Regarding northern boundaries in the Iberian Peninsula, where detailed data on the presence of P. algirus is also available (Pleguezuelos 1997), we did not recover the presence of the species in a relatively large NW area where lizard populations do occur, inhabiting suitable habitat patches near the cool, humid end of the tested environmental gradient. Across southern France, the real distribution range of the species does not exceed the Rhône River delta, a possible geographical barrier which could not be predicted by our method of range inference (see Carranza et al. 2006 for an explanation about how and when the species crossed another important, potential geographical barrier, namely the Strait of Gibraltar). However, in the Iberian Peninsula our model successfully recovered the central and eastern parts of the northern range boundary, as well as several within-range gaps associated with mountain ranges (around central plateaus and river valleys) and arid regions in south eastern Spain.

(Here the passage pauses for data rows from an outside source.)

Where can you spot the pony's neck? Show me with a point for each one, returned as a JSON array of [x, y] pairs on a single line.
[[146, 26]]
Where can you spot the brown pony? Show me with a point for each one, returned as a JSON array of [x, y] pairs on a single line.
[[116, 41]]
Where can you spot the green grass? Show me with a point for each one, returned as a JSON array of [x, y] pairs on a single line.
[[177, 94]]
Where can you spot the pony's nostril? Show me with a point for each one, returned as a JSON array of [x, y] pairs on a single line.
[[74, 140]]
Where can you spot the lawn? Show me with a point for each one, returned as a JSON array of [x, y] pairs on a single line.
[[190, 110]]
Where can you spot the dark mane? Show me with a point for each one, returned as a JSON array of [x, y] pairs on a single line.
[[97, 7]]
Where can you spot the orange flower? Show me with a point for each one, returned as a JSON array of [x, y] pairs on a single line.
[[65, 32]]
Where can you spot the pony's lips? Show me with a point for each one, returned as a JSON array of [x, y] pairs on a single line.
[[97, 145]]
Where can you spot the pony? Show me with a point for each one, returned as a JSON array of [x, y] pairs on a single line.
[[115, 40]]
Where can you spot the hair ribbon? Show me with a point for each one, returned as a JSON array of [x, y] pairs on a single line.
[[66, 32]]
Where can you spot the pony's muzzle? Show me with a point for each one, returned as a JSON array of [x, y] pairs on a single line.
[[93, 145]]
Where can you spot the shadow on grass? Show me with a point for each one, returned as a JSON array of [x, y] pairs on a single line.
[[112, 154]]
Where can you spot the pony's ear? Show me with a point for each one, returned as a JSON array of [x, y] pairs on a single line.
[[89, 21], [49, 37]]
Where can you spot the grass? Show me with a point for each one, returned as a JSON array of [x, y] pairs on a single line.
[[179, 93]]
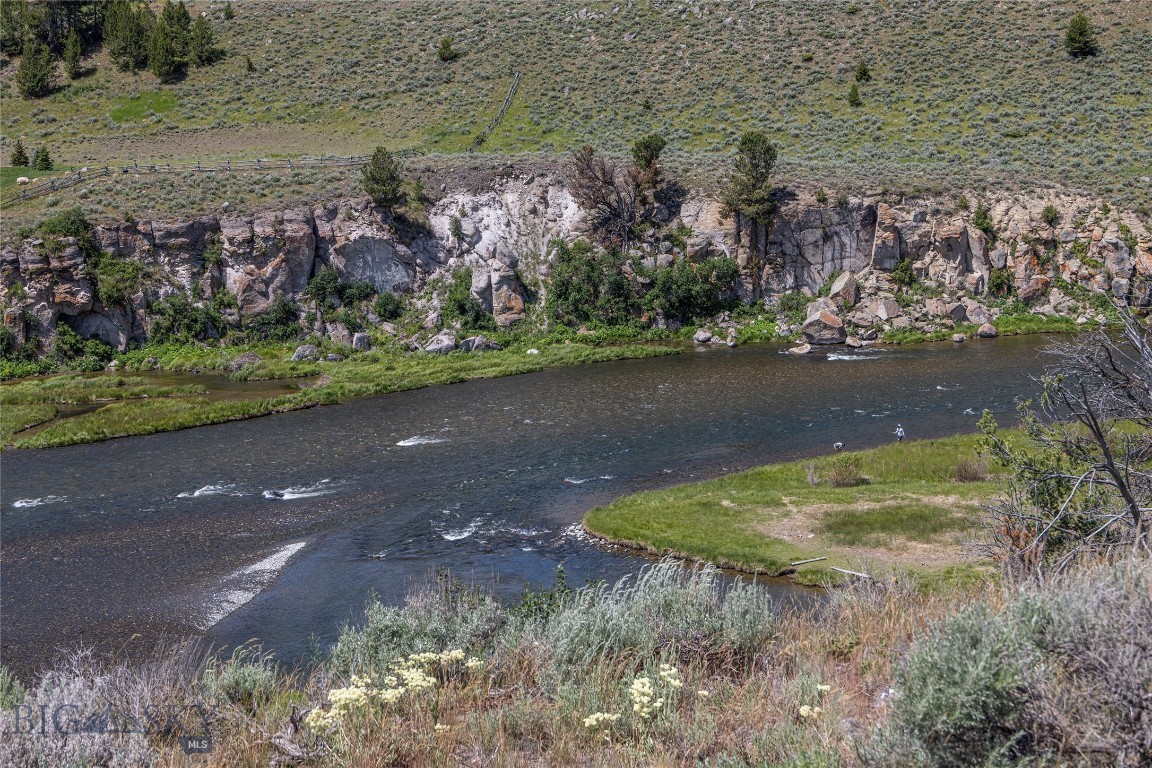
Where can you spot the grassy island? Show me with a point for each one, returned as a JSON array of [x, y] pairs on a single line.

The asymmetry in accuracy when predicting northern vs. southern edges could be explained if our outlier analyses failed to capture all the genetic variation under selection that is associated with such gradient (see below). Another possible explanation is that the relative role of climatic variables in determining northern vs. southern edges of the species’ range could be asymmetric (Cunningham et al 2015). Ectotherms tend to show this asymmetric patterns by underfilling their potential range at the southern/warmer edge while overfilling it at the northern/colder one (Sunday et al. 2012). However, this is not the case of P. algirus , because we did not predict any suitable habitat beyond the actual boundaries of the species’ range, but an underfilling at its northern edge. Simply put, it seems that P. algirus is able to overcome the predicted cold constraint, even when previous studies have found that cold tolerance is the most limiting climatic factor for range expansion in ectotherms (St Clair and Gregory 1990, Sunday et al 2014). Independently of the biotic or abiotic nature of that unknown northern constraint, the resulting inferred range would exceed the actual border, whereas the opposite is true for our model (Fig. 3 and Fig. 4). Thus, it seems that some unknown variables, unrelated to either temperature or humidity, may be enabling the occurrence of P. algirus beyond our predicted northern boundaries (Guisan et al. 2006, Pearman et al. 2010, Wisz et al. 2013).